Coach ... I don't want to get this too far off track, but I would put TAPPS' record of policing its members in the past few years up against anything that UIL has done.
A couple years ago, TAPPS put some significant sanctions on at least two basketball programs (San Antonio Cornerstone boys and Carrollton Christian girls, the latter I understand was coached by a gentleman who was an
assistant AD for a public school district and arranged for a third-party to provide scholarships for four players at that school; in the following year, Cornerstone did not have its contract for membership accepted by the Board ... which is permitted by TAPPS rules, another way to sort out bad apples, admittedly one not used often and probably shouldn't be).

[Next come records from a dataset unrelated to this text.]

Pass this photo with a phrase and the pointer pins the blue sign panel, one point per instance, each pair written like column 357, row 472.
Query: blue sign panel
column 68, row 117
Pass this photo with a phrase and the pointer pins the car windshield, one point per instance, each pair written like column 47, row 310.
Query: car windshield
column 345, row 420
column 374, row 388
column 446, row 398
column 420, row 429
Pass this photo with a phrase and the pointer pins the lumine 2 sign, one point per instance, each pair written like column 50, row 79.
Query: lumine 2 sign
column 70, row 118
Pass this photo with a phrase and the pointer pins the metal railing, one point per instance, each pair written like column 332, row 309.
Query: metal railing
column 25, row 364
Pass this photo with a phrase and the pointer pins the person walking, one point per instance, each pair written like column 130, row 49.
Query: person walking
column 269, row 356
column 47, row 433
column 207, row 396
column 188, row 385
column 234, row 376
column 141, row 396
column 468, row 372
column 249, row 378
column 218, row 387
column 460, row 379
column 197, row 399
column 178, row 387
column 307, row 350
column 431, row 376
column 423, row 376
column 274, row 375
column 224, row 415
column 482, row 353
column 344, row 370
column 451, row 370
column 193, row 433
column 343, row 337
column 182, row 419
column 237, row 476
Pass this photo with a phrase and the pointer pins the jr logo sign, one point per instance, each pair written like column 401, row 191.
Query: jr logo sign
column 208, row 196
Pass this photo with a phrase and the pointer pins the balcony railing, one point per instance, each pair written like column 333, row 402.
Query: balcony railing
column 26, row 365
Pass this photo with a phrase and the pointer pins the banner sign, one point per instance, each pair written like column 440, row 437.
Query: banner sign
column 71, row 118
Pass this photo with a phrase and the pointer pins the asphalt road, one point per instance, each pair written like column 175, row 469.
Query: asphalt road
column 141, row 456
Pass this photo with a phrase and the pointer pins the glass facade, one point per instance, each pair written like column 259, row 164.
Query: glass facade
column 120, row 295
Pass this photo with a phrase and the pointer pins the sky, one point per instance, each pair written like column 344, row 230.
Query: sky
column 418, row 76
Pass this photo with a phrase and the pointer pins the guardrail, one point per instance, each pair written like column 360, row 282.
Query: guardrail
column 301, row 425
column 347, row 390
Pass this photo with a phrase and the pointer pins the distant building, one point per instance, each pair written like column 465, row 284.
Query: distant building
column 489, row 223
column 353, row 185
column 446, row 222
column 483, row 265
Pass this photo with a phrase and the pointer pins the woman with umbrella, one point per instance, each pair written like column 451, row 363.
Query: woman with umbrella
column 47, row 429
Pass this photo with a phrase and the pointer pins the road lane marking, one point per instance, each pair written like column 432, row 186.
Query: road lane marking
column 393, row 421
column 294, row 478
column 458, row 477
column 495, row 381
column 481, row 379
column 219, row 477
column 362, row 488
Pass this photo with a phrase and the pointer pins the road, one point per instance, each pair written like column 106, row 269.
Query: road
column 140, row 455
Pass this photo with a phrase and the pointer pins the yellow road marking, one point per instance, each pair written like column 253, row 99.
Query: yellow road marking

The original penalty against HTC after the "ringers" game was given by the District Committee. There are good folks that say it was too light, but one of the principals in that action told me that the reason they did what they did was that they did not want to punish the kids; if even one kid from their high school team had suited up for that "game," they would have made the program ineligible.
Is the TAPPS enforcement process "perfect?" Well, no, because it has its limits. TAPPS is a voluntary organization ... with limited resources to investigate ... and any school is able to quit the organization at any time.
I noticed that UIL, which as a part of the University of Texas, is a state organization and has a little more "teeth" in its enforcement abilities ... including a full-time position on staff as "Compliance Officer," and able to work quickly with the only organization in Texas that accredits public schools -- the TEA, again, another state organization ... with legal powers to subpoena folks, etc.